But Slog can’t let go, after all – his dad promised he’d return, promised he’d visit one last time. And when a scruffy bloke turns up on the park bench Slog’s convinced that his dad’s returned to make good on that final promise.
“Slogger, Man” I said. “Your dad’s dead.”
“I know that, Davie. But it’s him. He’s come back again, like he said he would.”
(Who is this? Some far from random stranger or, as Slog so dearly wishes – his Dad returned for one last time? McKean captures everything perfectly in just a few lines – an unease, a suspicious glance, all questions at this point and no clear answers. From Slog’s Dad by David Almond and Dave McKean, published by Walker Books)
As we go through the book we’re told, through Slog’s friend Davie’s words, the terribly sad tale of Slog’s Dad’s death and Slog’s insistence that this mysterious man on the bench is his Dad returned for one last promised visit before he’s off to heaven.
But Davie has his doubts, and worries (just as we do) that Slog may be deluding himself, fears that this mystery man isn’t the angel from heaven Slog so desperately wishes him to be.
(McKean’s art fills in the gaps in Almond’s prose – allowing us a glimpse into Slog’s memories, or as here, his fantasies and dreams. Heartbreaking stuff. From Slog’s Dad by David Almond and Dave McKean, published by Walker Books)
Slog’s Dad is the second collaboration between Almond and McKean, following the masterpiece that was The Savage, wherein a perfect hybrid of comics and prose delivered a powerful and moving story. Can lightning strike twice? Can Almond and McKean find the magic again?
Well, at first I thought not. I felt it was a glorious failure, made all the moreso by comparison to what came first. But subsequent readings have changed my mind. This is every bit as powerful, as moving, as magical as The Savage.
Slog’s Dad is a far harsher book than The Savage, indeed it’s even vaguely threatening and downright creepy in one key moment when Slog and his friend Davie are with the strange, scruffy man Slog believes is his father. Almond could have made this far lighter, but to his credit he pushes it darker, as we share Davie’s suspicion that all is not as it seems.
But there’s also a beauty in amongst the darkness – and it’s all through the desperate, passionate need of Slog to see his beloved dad one last time. The rawness of the emotion is quite overwhelming at times, with McKean conveying the overwhelming sadness in Slog’s life so delicately, with just a single tear saying more than a thousand words ever could:
(One tear. That’s all it needs for McKean to make our hearts fill and near burst. Perfection from Slog’s Dad by David Almond and Dave McKean, published by Walker Books)

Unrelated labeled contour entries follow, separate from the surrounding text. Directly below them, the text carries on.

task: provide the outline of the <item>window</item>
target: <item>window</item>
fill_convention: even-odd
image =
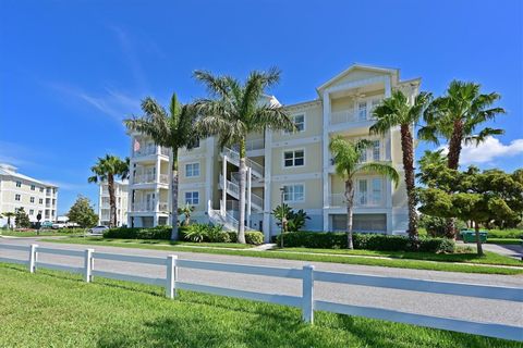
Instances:
[[[381,202],[381,178],[375,177],[373,178],[373,203],[379,204]]]
[[[199,192],[198,191],[185,192],[185,204],[193,204],[193,206],[199,204]]]
[[[379,146],[379,140],[374,140],[373,141],[373,160],[374,161],[379,161],[380,160],[380,146]]]
[[[367,102],[366,101],[361,101],[357,104],[357,120],[358,121],[367,120]]]
[[[303,202],[305,200],[305,186],[303,184],[283,186],[283,201]]]
[[[294,150],[283,152],[283,165],[284,166],[301,166],[305,164],[305,151]]]
[[[294,126],[296,126],[296,133],[297,132],[303,132],[305,130],[305,115],[304,114],[299,114],[299,115],[291,115],[292,122],[294,123]],[[285,132],[285,134],[289,134],[289,132]]]
[[[185,164],[185,176],[186,177],[199,176],[199,163]]]

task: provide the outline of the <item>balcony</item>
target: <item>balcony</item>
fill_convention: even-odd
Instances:
[[[149,146],[149,147],[139,149],[137,151],[133,151],[133,158],[142,158],[142,157],[147,157],[153,154],[162,154],[162,156],[169,157],[170,150],[165,147],[160,147],[160,150],[158,150],[157,146]]]
[[[345,208],[346,200],[344,194],[332,194],[329,196],[330,208]],[[354,208],[376,208],[384,207],[381,195],[354,194]]]
[[[146,174],[135,174],[133,178],[133,184],[155,184],[156,173],[146,173]],[[169,184],[169,175],[160,174],[160,184]]]
[[[168,212],[169,211],[169,203],[168,202],[159,202],[158,210],[160,212]],[[156,211],[156,202],[148,201],[148,202],[134,202],[132,204],[133,212],[154,212]]]

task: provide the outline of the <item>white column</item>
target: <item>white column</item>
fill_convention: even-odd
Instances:
[[[247,167],[247,226],[251,227],[251,213],[252,213],[252,176],[251,166]]]
[[[227,154],[223,154],[223,163],[222,163],[222,173],[221,175],[223,176],[223,189],[221,190],[221,215],[226,216],[227,212]]]
[[[330,195],[330,178],[329,178],[329,166],[330,166],[330,151],[329,151],[329,120],[330,120],[330,96],[328,91],[324,92],[324,137],[323,137],[323,157],[324,157],[324,173],[323,173],[323,184],[324,184],[324,231],[329,229],[329,214],[327,207],[329,207],[329,195]]]
[[[272,175],[272,133],[269,129],[265,130],[265,173],[264,173],[264,241],[270,241],[270,188]]]

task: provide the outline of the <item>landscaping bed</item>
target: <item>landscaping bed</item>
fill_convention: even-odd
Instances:
[[[0,263],[0,347],[521,347],[502,339]]]

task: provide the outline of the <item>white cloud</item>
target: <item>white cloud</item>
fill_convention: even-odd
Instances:
[[[448,152],[448,146],[442,147]],[[504,145],[495,137],[487,137],[484,142],[464,145],[461,150],[460,163],[489,163],[499,158],[514,157],[523,153],[523,139],[514,139]]]

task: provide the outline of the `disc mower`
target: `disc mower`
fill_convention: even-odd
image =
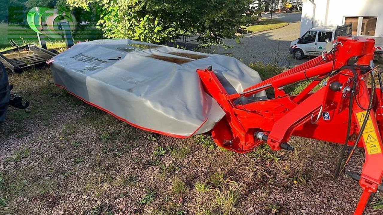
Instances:
[[[263,81],[233,58],[131,40],[81,43],[48,63],[57,85],[149,131],[187,138],[211,130],[217,145],[239,153],[264,143],[293,150],[293,135],[343,144],[336,179],[364,148],[362,172],[347,173],[363,189],[361,215],[371,194],[383,191],[382,72],[376,89],[373,39],[328,44],[321,56]],[[304,81],[299,94],[285,91]]]
[[[362,173],[347,173],[363,190],[354,213],[362,215],[370,194],[383,191],[382,72],[378,74],[380,89],[376,89],[374,44],[373,39],[339,37],[331,51],[237,93],[225,90],[214,68],[198,70],[205,90],[226,113],[213,129],[214,142],[239,153],[263,142],[273,150],[293,150],[288,144],[292,135],[343,144],[335,178],[344,172],[355,148],[364,148]],[[324,86],[312,92],[325,80]],[[284,90],[304,81],[311,82],[298,95]],[[275,98],[235,102],[267,89],[274,90]]]

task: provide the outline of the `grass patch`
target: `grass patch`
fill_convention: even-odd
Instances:
[[[255,24],[247,27],[246,30],[254,33],[281,28],[288,25],[288,23],[277,20],[272,20],[271,21],[269,19],[263,20],[259,21]]]
[[[149,205],[153,202],[155,198],[157,193],[154,189],[148,187],[146,191],[146,192],[145,195],[138,200],[138,204],[140,205]]]
[[[273,151],[267,144],[262,144],[248,153],[247,156],[254,158],[259,162],[277,162],[282,158],[285,152],[280,151]]]
[[[288,183],[294,184],[306,184],[311,178],[311,174],[308,171],[301,169],[291,169],[288,166],[282,170],[282,175]]]
[[[186,185],[184,179],[175,178],[172,181],[173,187],[172,191],[177,194],[185,194],[189,191],[189,187]]]
[[[194,183],[194,187],[197,192],[201,193],[206,192],[213,190],[211,185],[208,184],[206,182],[200,181]]]
[[[115,185],[117,187],[131,186],[137,183],[137,176],[134,174],[119,176],[115,181]]]
[[[228,182],[228,188],[224,186],[222,191],[215,194],[216,202],[219,207],[222,214],[229,215],[237,212],[236,206],[244,193],[244,186],[234,181]]]
[[[270,211],[272,214],[275,214],[279,212],[281,206],[277,204],[268,204],[266,206],[266,208]]]
[[[193,138],[195,143],[209,150],[214,150],[217,147],[210,135],[199,134],[193,136]]]
[[[162,147],[158,147],[157,148],[153,151],[153,155],[157,156],[165,156],[166,154],[166,150]]]
[[[101,203],[93,208],[90,215],[113,215],[113,207],[108,204]]]
[[[160,166],[161,170],[160,175],[163,178],[165,178],[167,175],[169,174],[172,174],[175,173],[176,171],[179,171],[180,168],[175,164],[174,163],[169,165],[169,166],[166,166],[165,164],[162,164]]]
[[[30,153],[29,149],[28,147],[25,147],[14,151],[12,153],[12,156],[7,158],[4,161],[6,163],[12,161],[19,161],[23,158],[27,156]]]
[[[172,149],[170,151],[171,156],[175,158],[182,159],[185,158],[191,151],[191,147],[189,145],[183,145],[175,148]]]

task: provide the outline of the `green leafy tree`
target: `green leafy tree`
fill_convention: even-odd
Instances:
[[[245,24],[252,0],[67,0],[100,15],[108,38],[159,43],[195,34],[206,46],[234,38]]]

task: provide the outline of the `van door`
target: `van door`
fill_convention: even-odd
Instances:
[[[320,54],[326,50],[326,39],[331,41],[332,39],[332,31],[319,31],[318,34],[318,40],[316,44],[315,51],[317,54]]]
[[[298,43],[300,44],[298,46],[305,52],[305,55],[316,55],[315,41],[316,41],[318,34],[316,31],[308,31],[299,40]]]

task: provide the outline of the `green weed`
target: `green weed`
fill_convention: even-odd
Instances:
[[[184,179],[175,178],[172,181],[173,187],[172,191],[177,194],[184,194],[189,191],[189,187],[186,185]]]
[[[200,181],[194,183],[194,187],[197,192],[202,193],[206,192],[213,189],[211,185],[207,184],[205,182]]]
[[[148,187],[146,190],[145,195],[138,200],[138,203],[141,205],[148,205],[151,203],[157,195],[157,192],[153,188]]]

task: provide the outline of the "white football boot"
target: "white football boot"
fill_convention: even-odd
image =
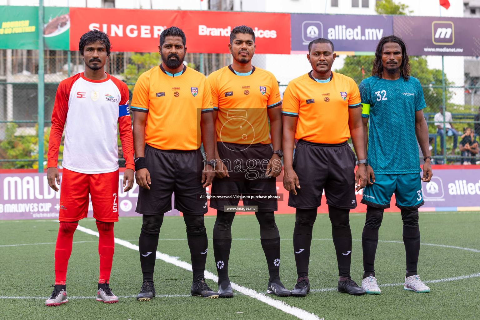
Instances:
[[[422,282],[420,280],[420,276],[418,274],[405,278],[405,285],[403,288],[415,292],[430,292],[430,288]]]
[[[382,291],[377,284],[377,278],[370,273],[370,276],[365,278],[361,282],[362,289],[369,295],[380,295]]]

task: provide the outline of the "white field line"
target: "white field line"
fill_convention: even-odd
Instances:
[[[437,282],[445,282],[445,281],[455,281],[455,280],[461,280],[464,279],[468,279],[469,278],[477,278],[480,277],[480,273],[474,273],[473,274],[469,274],[468,275],[460,275],[458,277],[452,277],[451,278],[445,278],[445,279],[437,279],[435,280],[427,280],[426,281],[424,281],[424,283],[426,284],[435,284]],[[396,286],[397,285],[404,285],[404,283],[402,284],[379,284],[379,287],[393,287]],[[336,288],[324,288],[322,289],[311,289],[311,291],[313,291],[313,292],[322,292],[324,291],[336,291],[337,290]]]
[[[99,236],[98,232],[96,232],[93,230],[85,228],[80,225],[77,227],[77,230],[79,230],[81,231],[85,232],[85,233],[87,233],[89,235],[92,235],[92,236],[95,236],[96,237]],[[124,247],[132,249],[132,250],[139,251],[138,246],[131,243],[127,241],[122,240],[121,239],[119,239],[118,238],[115,238],[115,243],[118,243],[121,246],[123,246]],[[158,251],[156,251],[156,259],[163,260],[165,262],[171,263],[172,264],[174,264],[178,267],[180,267],[180,268],[183,268],[187,270],[192,271],[192,265],[190,263],[186,262],[184,261],[181,261],[181,260],[179,260],[178,259],[173,257],[170,257],[168,254],[162,253]],[[206,270],[205,271],[205,277],[207,279],[212,280],[216,282],[218,281],[218,277],[217,276],[212,273],[207,271]],[[297,308],[296,307],[292,307],[291,306],[285,303],[283,301],[272,299],[272,298],[267,296],[263,294],[257,292],[255,290],[252,289],[246,288],[233,282],[231,283],[231,285],[232,288],[234,290],[235,290],[244,295],[250,296],[252,298],[255,298],[257,300],[261,301],[262,302],[264,302],[267,305],[271,306],[272,307],[278,309],[279,310],[281,310],[284,312],[294,316],[299,319],[302,319],[302,320],[321,320],[318,318],[318,317],[313,313],[309,312],[307,311]]]
[[[136,296],[117,296],[119,298],[134,298],[136,297]],[[192,296],[191,295],[157,295],[155,296],[158,296],[160,297],[179,297],[179,296]],[[69,300],[70,299],[95,299],[96,298],[96,296],[69,296],[68,297]],[[48,296],[0,296],[0,299],[38,299],[40,300],[46,300],[48,298]]]

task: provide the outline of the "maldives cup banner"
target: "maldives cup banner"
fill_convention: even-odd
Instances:
[[[409,55],[480,55],[477,18],[395,16],[393,29],[405,40]]]
[[[317,38],[331,41],[336,52],[350,54],[375,51],[378,40],[393,34],[392,16],[290,14],[291,53],[308,53]]]
[[[61,181],[61,172],[60,178]],[[123,173],[120,172],[118,203],[117,208],[120,217],[139,216],[135,212],[138,198],[138,188],[135,181],[129,191],[123,192]],[[0,220],[30,219],[58,219],[60,210],[60,190],[55,192],[50,188],[45,173],[0,174]],[[172,199],[172,208],[173,207]],[[91,200],[88,204],[88,216],[93,216]],[[166,215],[179,215],[175,209]]]
[[[256,53],[290,53],[288,13],[72,8],[70,17],[74,51],[82,35],[96,29],[109,36],[113,51],[158,52],[162,31],[174,25],[185,32],[187,52],[228,53],[230,32],[245,24],[255,33]]]

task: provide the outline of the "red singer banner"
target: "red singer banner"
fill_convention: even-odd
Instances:
[[[185,32],[188,52],[228,53],[230,33],[241,24],[253,29],[256,53],[290,51],[288,13],[71,8],[70,19],[74,51],[82,35],[96,29],[109,36],[113,51],[156,52],[162,31],[175,25]]]

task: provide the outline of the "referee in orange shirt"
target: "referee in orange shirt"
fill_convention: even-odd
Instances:
[[[275,178],[281,171],[283,155],[282,101],[275,76],[252,65],[255,47],[252,28],[235,27],[228,45],[233,63],[207,78],[212,87],[217,137],[217,173],[212,186],[212,196],[276,196]],[[210,201],[210,207],[217,209],[213,249],[220,297],[233,296],[228,266],[235,212],[227,212],[225,208],[237,206],[239,201],[233,198]],[[255,214],[269,273],[267,293],[290,296],[290,290],[280,281],[280,234],[274,214],[276,199],[244,199],[243,201],[246,206],[257,206]]]
[[[136,212],[143,215],[138,240],[143,284],[137,299],[155,296],[153,273],[163,214],[175,208],[183,213],[192,257],[192,296],[218,296],[205,283],[208,240],[204,221],[207,213],[205,187],[213,169],[214,122],[211,93],[206,78],[183,65],[185,34],[176,27],[164,30],[158,51],[162,63],[143,73],[135,85],[133,142],[138,192]],[[201,138],[206,153],[204,165]]]
[[[336,251],[340,292],[365,291],[350,276],[352,235],[348,214],[357,206],[357,190],[366,183],[365,146],[360,93],[350,78],[331,71],[333,44],[320,38],[308,45],[312,70],[292,80],[283,95],[283,184],[296,208],[293,249],[298,279],[292,295],[310,292],[308,262],[312,229],[325,189]],[[359,159],[356,175],[355,155]],[[293,159],[295,139],[298,139]],[[300,186],[301,185],[301,189]]]

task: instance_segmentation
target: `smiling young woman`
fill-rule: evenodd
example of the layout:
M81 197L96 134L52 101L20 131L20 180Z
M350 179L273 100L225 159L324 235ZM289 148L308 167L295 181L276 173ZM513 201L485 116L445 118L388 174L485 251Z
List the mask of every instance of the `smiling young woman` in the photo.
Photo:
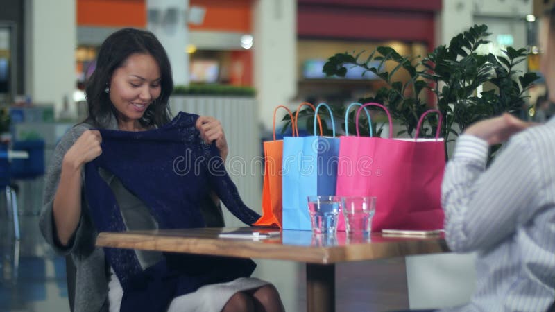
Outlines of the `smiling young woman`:
M282 311L283 306L275 288L266 281L250 278L246 273L241 273L241 277L235 279L226 279L225 283L219 282L225 277L218 277L217 281L212 284L207 281L210 279L203 279L203 285L198 289L195 286L199 285L193 285L192 279L185 279L189 281L189 284L185 285L186 291L182 288L179 291L177 288L172 289L164 292L169 294L167 296L153 295L151 291L155 293L156 290L153 289L155 286L141 284L140 287L144 288L141 291L144 291L151 296L139 297L136 292L123 291L119 276L114 272L114 267L126 267L128 263L121 259L110 258L105 254L102 248L94 245L97 229L84 193L85 174L83 168L98 159L103 153L103 146L106 146L102 144L101 131L123 130L126 132L121 135L127 135L129 134L127 132L148 131L164 126L170 123L168 101L173 88L168 57L160 42L151 33L122 29L110 35L103 43L99 51L96 68L85 88L88 116L65 135L56 146L46 175L44 204L41 211L40 227L43 236L56 251L70 256L75 263L77 270L75 310L116 311L121 307L122 311L125 309L128 311L130 309L129 302L141 299L155 302L157 306L164 307L164 311ZM205 144L214 144L217 148L215 153L225 159L228 145L219 121L212 117L197 117L193 128L194 131L190 132L198 138L195 141L196 144L198 144L195 146L201 148ZM105 144L109 141L109 137L105 135ZM154 148L158 146L155 140L151 143L151 146ZM115 150L105 148L104 155L108 154L108 150ZM164 153L163 148L158 149L161 150L160 153ZM144 166L149 164L144 164ZM142 169L143 168L131 168ZM118 218L113 216L119 213L128 229L158 228L151 207L147 207L138 194L126 188L114 173L102 168L98 171L111 189L117 202L116 208L119 210L115 214L106 214L101 209L95 211L104 213L111 222ZM161 176L171 173L173 172L160 172ZM92 175L87 175L88 177ZM187 187L186 184L184 185ZM148 187L162 187L150 184ZM209 194L212 189L205 191ZM199 198L194 202L195 205L190 205L194 207L175 208L200 209L203 214L207 211L219 209L221 214L221 208L216 206L210 194L205 197L207 200ZM200 207L196 207L196 203ZM205 221L207 226L223 226L223 219L221 225L210 225L206 220ZM163 264L167 259L162 253L139 250L135 252L143 272L157 263ZM228 259L225 260L230 262ZM191 263L194 263L194 261ZM194 264L190 266L198 268ZM201 273L194 274L196 277L205 278ZM165 276L159 277L164 279ZM169 301L164 299L166 297ZM142 307L142 310L148 309L148 307Z

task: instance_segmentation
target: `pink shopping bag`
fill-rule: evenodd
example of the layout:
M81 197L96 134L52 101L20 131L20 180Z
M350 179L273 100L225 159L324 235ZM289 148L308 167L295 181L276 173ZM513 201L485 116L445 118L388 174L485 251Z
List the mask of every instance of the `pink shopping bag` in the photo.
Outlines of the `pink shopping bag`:
M359 103L356 103L356 102L355 103L350 103L349 105L349 106L347 107L347 109L345 110L345 135L346 135L346 136L349 135L349 112L351 110L351 107L355 107L355 106L361 107L361 106L362 106L362 104L361 104ZM370 136L372 137L372 120L370 118L370 113L368 113L368 111L366 110L366 107L364 107L364 112L366 113L366 118L368 120L368 128L369 128L369 130L370 130ZM358 116L357 115L355 115L355 116L357 116L357 119L358 119ZM358 128L358 124L357 125L357 127ZM341 148L341 137L340 137L339 140L340 140L339 141L339 145L340 145L340 148ZM338 162L338 162L338 164L339 164L339 156L338 156ZM338 180L338 182L339 182L339 180ZM336 187L336 192L337 191L338 189L339 189L339 187ZM336 194L339 195L336 193ZM343 216L343 213L339 214L339 218L337 219L337 230L338 231L345 231L345 217Z
M430 110L420 116L415 139L341 137L337 172L337 196L377 196L372 231L383 229L430 230L443 227L441 187L445 165L444 142L438 138L442 116ZM424 118L439 114L436 139L417 139Z

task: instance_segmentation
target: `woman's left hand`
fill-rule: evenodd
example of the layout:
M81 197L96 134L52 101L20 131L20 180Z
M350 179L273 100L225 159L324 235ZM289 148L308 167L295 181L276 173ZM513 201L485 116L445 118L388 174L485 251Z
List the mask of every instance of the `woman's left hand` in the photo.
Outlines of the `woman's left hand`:
M220 156L225 160L228 157L228 141L225 141L225 135L221 127L220 121L207 116L201 116L196 120L196 127L200 132L200 138L207 144L216 142L216 147L220 150Z

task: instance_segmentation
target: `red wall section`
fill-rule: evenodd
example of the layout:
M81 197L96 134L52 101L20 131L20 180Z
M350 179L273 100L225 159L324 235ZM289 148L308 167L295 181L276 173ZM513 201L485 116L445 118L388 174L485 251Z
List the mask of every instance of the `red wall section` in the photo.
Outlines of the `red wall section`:
M78 0L77 25L146 27L146 3L144 0Z
M299 4L335 5L413 11L441 10L441 0L297 0Z
M401 40L434 46L441 1L298 0L297 33L303 37Z
M252 0L191 0L205 8L202 25L191 30L250 33ZM77 0L77 25L107 27L146 26L145 0Z

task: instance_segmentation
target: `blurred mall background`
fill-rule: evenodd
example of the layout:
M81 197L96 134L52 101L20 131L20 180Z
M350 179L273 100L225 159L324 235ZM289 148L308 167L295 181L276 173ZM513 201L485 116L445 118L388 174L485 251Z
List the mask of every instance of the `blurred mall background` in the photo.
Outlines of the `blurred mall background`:
M359 73L325 77L321 69L327 58L378 46L418 57L484 24L491 43L480 53L525 47L532 53L519 69L537 71L533 2L0 0L0 132L2 140L30 155L12 162L19 171L9 182L18 196L20 241L14 237L14 218L3 197L0 202L0 311L69 309L63 258L49 249L37 229L42 173L58 140L85 117L83 87L101 43L114 31L152 31L168 51L176 84L206 87L202 95L182 87L170 100L173 112L222 121L230 148L228 168L245 202L259 211L261 142L271 136L274 107L294 110L304 101L341 105L383 85ZM235 87L234 94L219 95L225 86ZM536 84L529 107L544 93L541 83ZM229 226L241 225L230 214L225 218ZM338 311L463 303L474 287L472 259L443 254L339 266L337 280L343 286ZM257 262L255 274L278 286L287 311L305 311L304 267ZM359 281L351 285L353 279Z

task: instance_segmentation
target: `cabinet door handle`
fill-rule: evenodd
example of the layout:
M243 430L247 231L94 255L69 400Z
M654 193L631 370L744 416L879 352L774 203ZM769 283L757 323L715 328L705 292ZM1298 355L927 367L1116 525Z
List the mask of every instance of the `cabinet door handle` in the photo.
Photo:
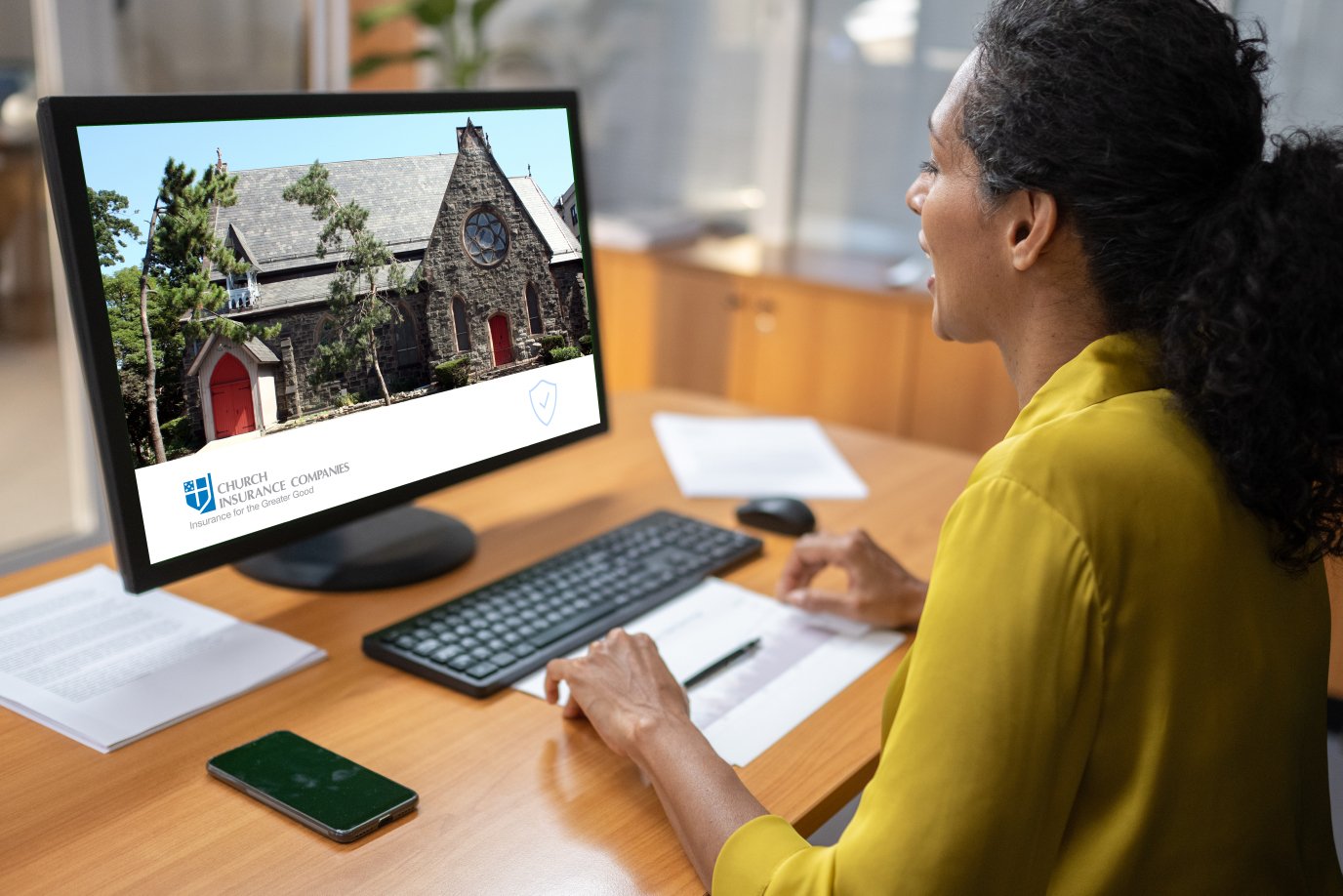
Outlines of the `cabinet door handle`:
M756 332L768 336L775 330L779 321L774 314L774 302L760 302L756 305L755 325Z

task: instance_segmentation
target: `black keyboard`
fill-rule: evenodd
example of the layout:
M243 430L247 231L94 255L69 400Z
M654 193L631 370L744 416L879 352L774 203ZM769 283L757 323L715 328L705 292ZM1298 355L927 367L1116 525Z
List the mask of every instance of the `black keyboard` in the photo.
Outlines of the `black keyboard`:
M658 510L364 637L364 653L473 697L760 553L748 535Z

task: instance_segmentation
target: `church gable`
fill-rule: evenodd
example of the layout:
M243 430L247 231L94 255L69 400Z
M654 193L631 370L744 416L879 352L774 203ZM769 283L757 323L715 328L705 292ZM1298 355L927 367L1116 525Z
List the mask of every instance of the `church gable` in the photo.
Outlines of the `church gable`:
M551 247L494 161L483 129L467 121L457 132L457 164L424 251L430 339L435 356L458 356L466 345L471 368L489 371L535 357L540 336L567 333L569 321L551 274ZM458 333L463 317L467 339Z

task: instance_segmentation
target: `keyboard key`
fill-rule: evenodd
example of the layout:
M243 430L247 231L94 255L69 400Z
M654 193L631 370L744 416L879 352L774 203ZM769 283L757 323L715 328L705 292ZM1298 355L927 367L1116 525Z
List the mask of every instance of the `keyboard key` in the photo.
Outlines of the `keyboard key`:
M500 668L496 666L493 662L478 662L470 669L467 669L466 674L471 676L473 678L483 678L485 676L498 670Z
M418 653L422 657L427 657L428 654L434 653L442 646L443 645L442 642L439 642L438 638L426 638L424 641L420 641L418 645L415 645L415 653Z
M450 643L446 647L439 647L430 656L434 660L434 662L447 662L459 653L462 653L462 649L458 647L455 643Z

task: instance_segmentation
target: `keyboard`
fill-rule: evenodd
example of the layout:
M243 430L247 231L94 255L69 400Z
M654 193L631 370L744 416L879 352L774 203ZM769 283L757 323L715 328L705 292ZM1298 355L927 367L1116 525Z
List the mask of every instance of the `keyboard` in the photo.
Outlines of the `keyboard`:
M486 697L761 547L760 539L658 510L364 635L364 653Z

Where The Savage utilised McKean’s comic art to tell a story within the prose, integrating it perfectly into the story, his art here is serving numerous functions; as a glimpse into Slog’s thoughts – his sadness at remembering his dad’s illness, the gradual loss of his legs, his desire for what could be and even, crucially on one double spread, a key moment of plot point as we discover just what this mysterious man may well be.
But despite not being as perfectly integrated into the story, McKean’s art is every bit as impressive as it was in The Savage, even though it’s stylistically radically different. This is McKean’s art as we recognise it now – where sketchy linework gives way to beautifully textured, lush computerised effects that grant an almost 3D effect to his art. It’s completely different, but just as beautiful – in fact, it’s perfect for the story.
Just like The Savage, Slog’s Dad is a deeply moving work dealing with the intense grief and wish fulfilment of the central character. Whilst The Savage’s Blue achieves this through his writing and the subsequent merging of fiction and reality, Slog achieves his own moment of acceptance through strange, dark coincidence and mystery.
It’s no less powerful and moving. It is more difficult and pushes the book even further up the age range. But, particularly on multiple readings, it’s profoundly affecting and will potentially move the reader to tears. Lightning can strike twice it seems. Almond and McKean have created something just as wonderful as The Savage, and Slog’s Dad is an incredible work.